Okay, we’re going to go over the key points here. So syncope is essentially loss of consciousness, which is caused by hypertension. The brain’s lacking adequate blood flow causing temporary loss of consciousness. Some subjective objective data. They’re going to have nausea, feel cold, clammy, warm, tunnel vision, or blurred vision, loss of consciousness, hypotension, bradycardic, and confusion.

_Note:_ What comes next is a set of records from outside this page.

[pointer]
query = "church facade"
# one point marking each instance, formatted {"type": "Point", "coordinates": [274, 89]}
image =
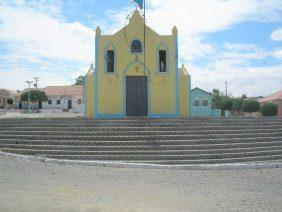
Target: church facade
{"type": "Point", "coordinates": [125, 83]}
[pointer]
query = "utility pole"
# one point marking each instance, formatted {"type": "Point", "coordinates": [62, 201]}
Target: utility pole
{"type": "Point", "coordinates": [36, 80]}
{"type": "Point", "coordinates": [226, 88]}
{"type": "Point", "coordinates": [28, 100]}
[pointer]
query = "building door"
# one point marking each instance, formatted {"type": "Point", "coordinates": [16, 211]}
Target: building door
{"type": "Point", "coordinates": [69, 104]}
{"type": "Point", "coordinates": [40, 105]}
{"type": "Point", "coordinates": [136, 96]}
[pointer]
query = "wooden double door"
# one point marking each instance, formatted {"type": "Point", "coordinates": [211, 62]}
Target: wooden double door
{"type": "Point", "coordinates": [136, 96]}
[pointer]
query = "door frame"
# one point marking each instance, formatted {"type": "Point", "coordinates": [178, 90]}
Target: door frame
{"type": "Point", "coordinates": [147, 95]}
{"type": "Point", "coordinates": [147, 74]}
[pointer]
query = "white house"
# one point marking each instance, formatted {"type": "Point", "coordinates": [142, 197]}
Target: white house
{"type": "Point", "coordinates": [61, 99]}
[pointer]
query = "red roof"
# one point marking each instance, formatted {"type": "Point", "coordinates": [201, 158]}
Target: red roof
{"type": "Point", "coordinates": [273, 97]}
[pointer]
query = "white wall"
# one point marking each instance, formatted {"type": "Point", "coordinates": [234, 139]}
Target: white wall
{"type": "Point", "coordinates": [76, 108]}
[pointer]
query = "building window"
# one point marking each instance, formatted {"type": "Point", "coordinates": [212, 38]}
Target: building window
{"type": "Point", "coordinates": [110, 61]}
{"type": "Point", "coordinates": [136, 46]}
{"type": "Point", "coordinates": [162, 60]}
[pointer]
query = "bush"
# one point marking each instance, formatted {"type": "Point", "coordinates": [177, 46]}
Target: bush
{"type": "Point", "coordinates": [269, 109]}
{"type": "Point", "coordinates": [250, 106]}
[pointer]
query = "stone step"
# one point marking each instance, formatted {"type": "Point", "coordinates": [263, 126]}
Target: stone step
{"type": "Point", "coordinates": [145, 119]}
{"type": "Point", "coordinates": [167, 157]}
{"type": "Point", "coordinates": [143, 153]}
{"type": "Point", "coordinates": [139, 132]}
{"type": "Point", "coordinates": [137, 124]}
{"type": "Point", "coordinates": [143, 147]}
{"type": "Point", "coordinates": [118, 128]}
{"type": "Point", "coordinates": [138, 137]}
{"type": "Point", "coordinates": [142, 143]}
{"type": "Point", "coordinates": [257, 159]}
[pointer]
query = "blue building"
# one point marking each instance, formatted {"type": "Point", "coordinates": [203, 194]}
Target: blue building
{"type": "Point", "coordinates": [201, 104]}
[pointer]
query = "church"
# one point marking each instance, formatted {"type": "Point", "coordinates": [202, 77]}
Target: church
{"type": "Point", "coordinates": [137, 74]}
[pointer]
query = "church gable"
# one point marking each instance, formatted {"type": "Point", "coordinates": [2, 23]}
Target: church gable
{"type": "Point", "coordinates": [139, 77]}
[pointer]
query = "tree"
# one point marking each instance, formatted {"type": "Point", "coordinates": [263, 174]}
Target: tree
{"type": "Point", "coordinates": [35, 96]}
{"type": "Point", "coordinates": [226, 103]}
{"type": "Point", "coordinates": [10, 101]}
{"type": "Point", "coordinates": [79, 80]}
{"type": "Point", "coordinates": [216, 99]}
{"type": "Point", "coordinates": [250, 106]}
{"type": "Point", "coordinates": [237, 104]}
{"type": "Point", "coordinates": [269, 109]}
{"type": "Point", "coordinates": [244, 96]}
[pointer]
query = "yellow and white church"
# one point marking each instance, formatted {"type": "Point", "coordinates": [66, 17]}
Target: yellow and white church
{"type": "Point", "coordinates": [137, 75]}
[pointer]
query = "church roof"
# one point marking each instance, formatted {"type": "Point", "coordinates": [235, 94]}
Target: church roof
{"type": "Point", "coordinates": [196, 88]}
{"type": "Point", "coordinates": [72, 90]}
{"type": "Point", "coordinates": [273, 97]}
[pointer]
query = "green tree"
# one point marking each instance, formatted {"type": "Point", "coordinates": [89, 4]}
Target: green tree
{"type": "Point", "coordinates": [35, 96]}
{"type": "Point", "coordinates": [226, 103]}
{"type": "Point", "coordinates": [269, 109]}
{"type": "Point", "coordinates": [216, 99]}
{"type": "Point", "coordinates": [79, 80]}
{"type": "Point", "coordinates": [10, 101]}
{"type": "Point", "coordinates": [237, 104]}
{"type": "Point", "coordinates": [250, 106]}
{"type": "Point", "coordinates": [244, 96]}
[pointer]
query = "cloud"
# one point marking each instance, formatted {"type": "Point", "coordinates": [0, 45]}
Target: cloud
{"type": "Point", "coordinates": [277, 35]}
{"type": "Point", "coordinates": [253, 81]}
{"type": "Point", "coordinates": [40, 42]}
{"type": "Point", "coordinates": [205, 16]}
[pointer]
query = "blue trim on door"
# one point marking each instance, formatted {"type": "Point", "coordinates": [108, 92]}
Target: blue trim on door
{"type": "Point", "coordinates": [147, 73]}
{"type": "Point", "coordinates": [115, 58]}
{"type": "Point", "coordinates": [85, 94]}
{"type": "Point", "coordinates": [163, 44]}
{"type": "Point", "coordinates": [96, 105]}
{"type": "Point", "coordinates": [177, 109]}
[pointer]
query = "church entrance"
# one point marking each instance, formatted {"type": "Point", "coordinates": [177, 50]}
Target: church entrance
{"type": "Point", "coordinates": [136, 96]}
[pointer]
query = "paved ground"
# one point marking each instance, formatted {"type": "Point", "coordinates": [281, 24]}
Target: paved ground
{"type": "Point", "coordinates": [18, 114]}
{"type": "Point", "coordinates": [34, 186]}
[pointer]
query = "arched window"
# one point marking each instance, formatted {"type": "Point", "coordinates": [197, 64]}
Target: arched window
{"type": "Point", "coordinates": [136, 46]}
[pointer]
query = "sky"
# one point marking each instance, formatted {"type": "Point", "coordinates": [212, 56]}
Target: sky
{"type": "Point", "coordinates": [238, 41]}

We want to make sure we’re preventing injury, educating the patient on the slow positioning changes. So if they’re going from laying down to sitting up, make sure they’re doing that slowly or from sitting position to standing. We want to reevaluate their medications and monitor for changes in their level of consciousness and encourage fluid intake to prevent any further hypotension. And there you have that care plan.
Awesome. We love you guys. Go out, be your best self today and as always happy nursing.